Ces premières œuvres sont tout à fait de son époque : une Suite pour piano et violon, un Colloque sentimental (tout un programme). Son premier poème symphonique, Vers la Princesse lointaine, est donné au Châtelet en 1912.
Dans les années 30, il répond à la commande d’Etienne Clémentel, président socialiste de l’assemblée départementale du Puy-de-Dôme, en composant un Hymne des Gaules et un drame lyrique Vercingétorix.
Pendant la guerre, il produit des émissions radiophoniques de chants folkloriques et écrit dans l’Action Française, toujours sur ce thème. En 1949, il publie une Anthologie des chants populaires français. Il meurt en 1957. Voilà pour le personnage.
Si vous avez bien suivi, Joseph Canteloube est à la fois compositeur et folkloriste.

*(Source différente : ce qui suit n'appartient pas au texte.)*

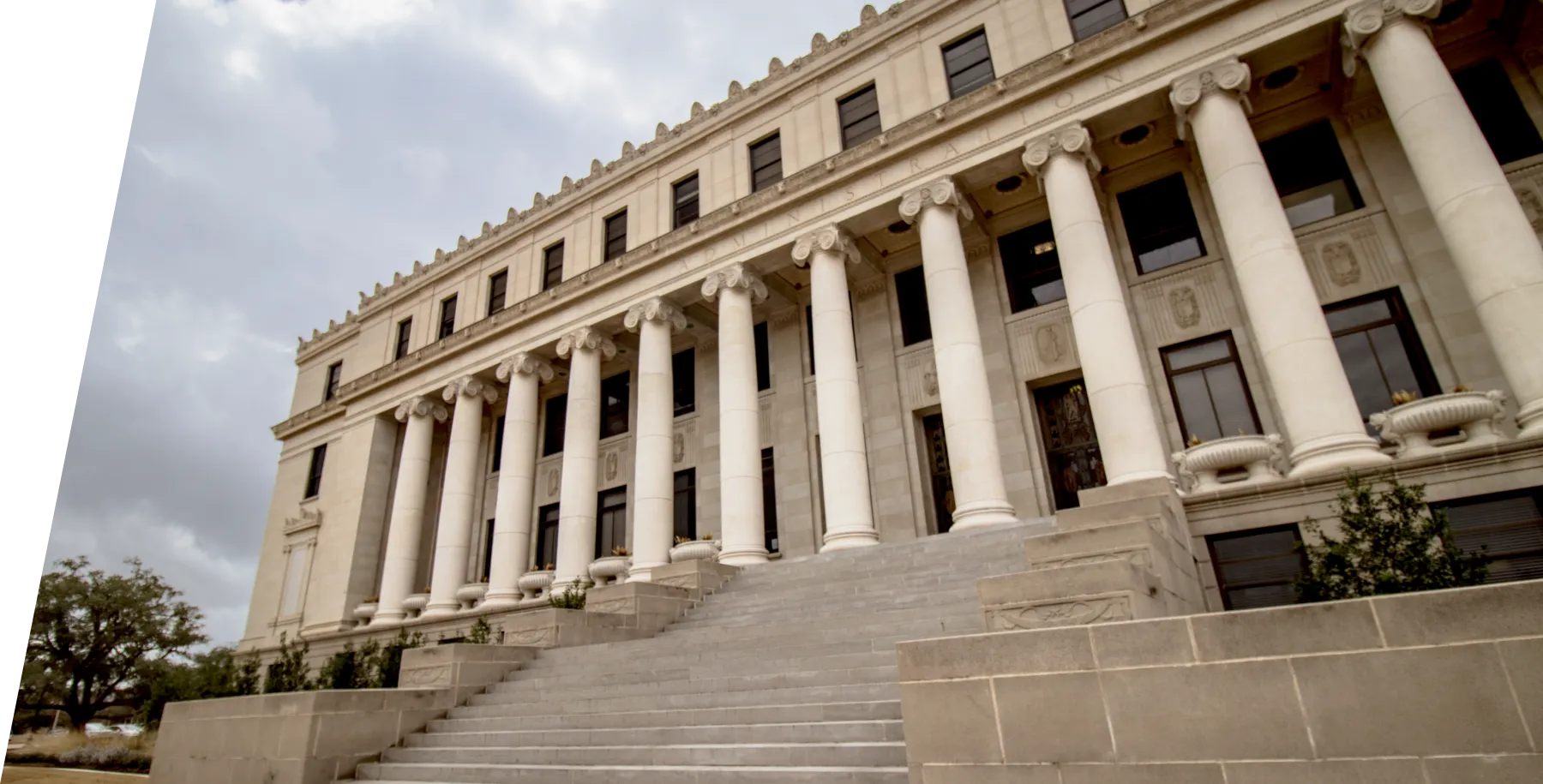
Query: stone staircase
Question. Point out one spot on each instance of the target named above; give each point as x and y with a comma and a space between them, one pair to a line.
784, 675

Folkloriste, car il a passé sa vie à recueillir des airs populaires et à les diffuser, de « manière scientifique » dirions-nous aujourd’hui. Comme le vous savez tous, c’est durant la première moitié du XXe siècle que le folklore a acquis ses lettres de noblesse, notamment avec les travaux d’Arnold van Gennep, que tout le monde a lu bien entendu, qui, plus qu’un simple objet de curiosité, y voit les derniers soubresauts d’une culture populaire, orale et souvent rurale, qui se meurt. Canteloube s’inscrit totalement dans ce contexte : collecter en masse, rapidement et intelligemment un patrimoine qui disparaît : l’exode rural a commencé et avec lui la perte de la culture rurale et l’uniformisation des modes de vie. Si son recueil de chants d’Auvergne est connu, il s’intéresse à nombre d’autres régions : Touraine, Angoumois, Pays basque, Languedoc, Béarn (il écrit un chant béarnais pour scie musicale), Rouergue, Alsace, Canada…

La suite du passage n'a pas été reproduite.